Uma última caracterização do masoquismo é o que o psicanalista coloca como masoquismo
moral, e este tem relação com a segunda tópica freudiana, a segunda estruturação da psique
humana. Freud elabora a psique em três instâncias, Id, Ego e Super-Eu, e para a compreensão
do masoquismo moral a mais importante destas instâncias é a ideia de Super-eu, pois ele
exercerá um papel sádico com relação ao Eu. Isto se dá pelo próprio desenvolvimento dele e a
forma com que o Eu engendra a culpa (inconsciente ou não) para si. Este sentimento de culpa,
por sua vez, tem uma relação inicial com o Complexo de Édipo, pois é com ele que teríamos
a escolha objetal, a identificação com o objeto (narcisismo secundário) e o seu abandono. No
complexo de Édipo existe um investimento parental, ou com a mãe ou com o pai, este
investimento é introjetado como também depois é abandonado, na dissolução do complexo de
Édipo, que por sua vez firma o caráter do indivíduo. Freud assemelha este processo com o
infortúnio da melancolia, pois quando se perde um objeto, como por exemplo, uma pessoa
amada, este objeto perdido é introduzido no Eu, desta forma ele não é totalmente perdido,
permanece no Eu como uma espécie de resíduo. Freud salienta que esse processo melancólico
é mais comum do que imaginaríamos, e faz parte da constituição do que chamamos de caráter.
Ao se identificar com a figura paterna, o indivíduo conservaria determinado grau de severidade.
Forma-se um Ideal do Eu que é preservado no indivíduo, este ideal é admirado, como também
é temido. Neste momento vai se fazendo uma diferenciação do Super-eu (uma consciência
moral) e do Eu. A tragédia é que este Eu parece nunca chegar ao seu Ideal, e então se tem o
sentimento de culpa. A severidade de um Super-eu sádico se afirma diante do Eu masoquista,
desta forma o masoquismo moral se distancia da sexualidade, pois pode ser somente uma
insistência, uma obstinação em permanecer no sofrimento, sofrimento que por sua vez
também, em certa medida, gera o gozo de quem sofre.

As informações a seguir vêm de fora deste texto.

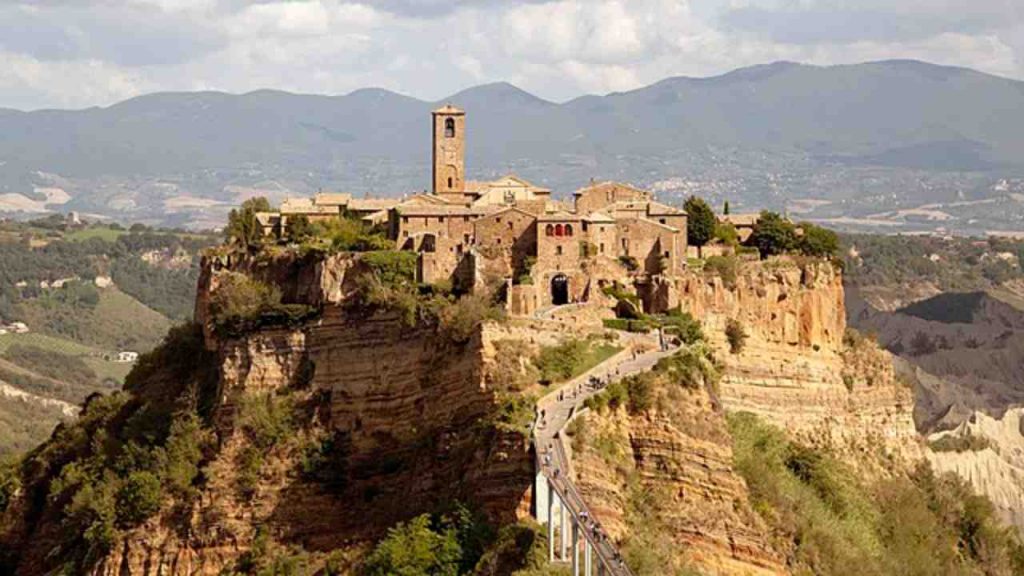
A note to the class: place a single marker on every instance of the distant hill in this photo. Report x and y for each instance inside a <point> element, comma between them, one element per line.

O masoquismo se relaciona com a analidade quando pensamos na relação de passividade, que
historicamente foi atribuída à mulher. Contudo, o masoquismo, a atitude passiva, pode estar
tanto no homem quanto na mulher. O terror ao masoquismo talvez venha de um âmbito
histórico, no qual o passivo sempre esteve envolto não somente em uma passividade, em uma
sujeição, mas também em uma forte subjugação. Outro ponto importante é que o ânus é um
descentralizador de uma identidade heterossexual, pois o indivíduo (aquele que não se divide)
se torna mais maleável dentro da sua própria constituição como sujeito. O que causa terror,
medo, a toda uma sociedade egóica. Contudo, o cu que é tão renegado sempre volta,
diariamente, no momento de defecar, e não deveríamos ver ele como um reles assunto, talvez
levá-lo até mais longe do que o nível da psicanálise, da passividade, e acharmos outros
contornos que perpassam conteúdos sócio-políticos, teológicos, filosóficos, psicológicos e toda
uma produção e consumação de subjetividades.